Te Puke mum saves baby’s life
A Te Puke mother-of-two who rushed to helped an infant who was struggling to breathe while dining at a Tauranga restaurant did so just a week after completing a Red Cross First Aid course.
And ahead of International Federation of Red Cross World First Aid Day on September 12, Cassandra, known as Sandy, shared her heroic story with SunLive.
Sandy Lyons-Birley. Photo: Supplied.
Sandy was enjoying a meal out with family on July 11 when an unexpected emergency unfolded right in front of her as she popped to the lady’s room.
Making her way back out to pay the bill, Sandy was motioned towards another restaurant table where a baby, believed to be about 10-months-old, was struggling to breathe and quickly becoming unresponsive.
“His immediate family were standing around the baby clearly in a panic,” says Sandy. “The dad was holding the baby trying to get a response by blowing on his cheeks.
“The restaurant was really full, and it was a normal busy atmosphere, but people just didn’t know what to do.
“The restaurant staff had been asking patrons if there was a doctor in the room because there was a baby in trouble.”
Fortunately, having completed her first aid course on July 4-5, Sandy knew exactly what to do.
“I just thought ‘here we go, here’s a situation. I’m in there’,” says Sandy.
A petite woman, Sandy squeezed her way through the crowd and announced she was trained in first aid and could help.

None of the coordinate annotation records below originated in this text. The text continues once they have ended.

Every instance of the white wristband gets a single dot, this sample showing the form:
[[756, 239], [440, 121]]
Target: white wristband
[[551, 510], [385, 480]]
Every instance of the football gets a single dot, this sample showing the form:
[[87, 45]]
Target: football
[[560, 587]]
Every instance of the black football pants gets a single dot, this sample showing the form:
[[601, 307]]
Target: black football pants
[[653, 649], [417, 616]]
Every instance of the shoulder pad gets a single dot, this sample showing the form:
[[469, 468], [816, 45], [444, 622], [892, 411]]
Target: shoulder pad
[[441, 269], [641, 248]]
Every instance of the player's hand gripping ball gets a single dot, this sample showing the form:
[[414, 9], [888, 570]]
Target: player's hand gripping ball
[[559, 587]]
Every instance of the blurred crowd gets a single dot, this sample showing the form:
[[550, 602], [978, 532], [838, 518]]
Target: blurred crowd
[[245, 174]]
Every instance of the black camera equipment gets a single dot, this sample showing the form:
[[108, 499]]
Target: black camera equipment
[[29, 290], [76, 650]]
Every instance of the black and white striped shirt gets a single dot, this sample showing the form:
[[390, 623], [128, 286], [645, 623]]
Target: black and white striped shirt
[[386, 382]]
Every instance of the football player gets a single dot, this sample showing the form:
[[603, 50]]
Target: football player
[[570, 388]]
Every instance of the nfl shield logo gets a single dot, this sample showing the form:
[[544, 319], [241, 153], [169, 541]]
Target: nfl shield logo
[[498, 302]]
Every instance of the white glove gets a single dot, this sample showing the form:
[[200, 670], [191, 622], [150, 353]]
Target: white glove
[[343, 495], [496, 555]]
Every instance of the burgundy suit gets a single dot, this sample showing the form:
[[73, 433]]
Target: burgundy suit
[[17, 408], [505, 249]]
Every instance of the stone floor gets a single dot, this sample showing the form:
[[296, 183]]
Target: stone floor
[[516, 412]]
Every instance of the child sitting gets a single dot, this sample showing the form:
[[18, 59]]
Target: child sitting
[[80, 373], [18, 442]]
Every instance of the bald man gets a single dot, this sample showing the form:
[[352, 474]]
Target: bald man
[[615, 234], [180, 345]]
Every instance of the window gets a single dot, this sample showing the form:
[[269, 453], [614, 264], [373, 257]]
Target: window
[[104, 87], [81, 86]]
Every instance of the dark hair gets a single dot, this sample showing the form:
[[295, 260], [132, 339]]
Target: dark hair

“The baby’s dad was so hysterical that he was understandably not going to give the baby up, but he did once his family encouraged him to hand him over,” says Sandy, who immediately sent someone to call for an ambulance.
“I held the baby and noticed he was making short but very unsuccessful attempts at breathing. He was floppy, his eyes shut and he was getting quieter.”
Sandy explained to the family she would attempt five thumps on the baby’s back to clear the airway.
“I put the baby in the correct position and counted aloud as I did the thumps,” she says, “and on the fifth attempt the baby made a retching sound and started to cry loudly.
“I then checked his mouth and put him the recovery position on my leg. The baby was still crying and everyone said ‘good boy’.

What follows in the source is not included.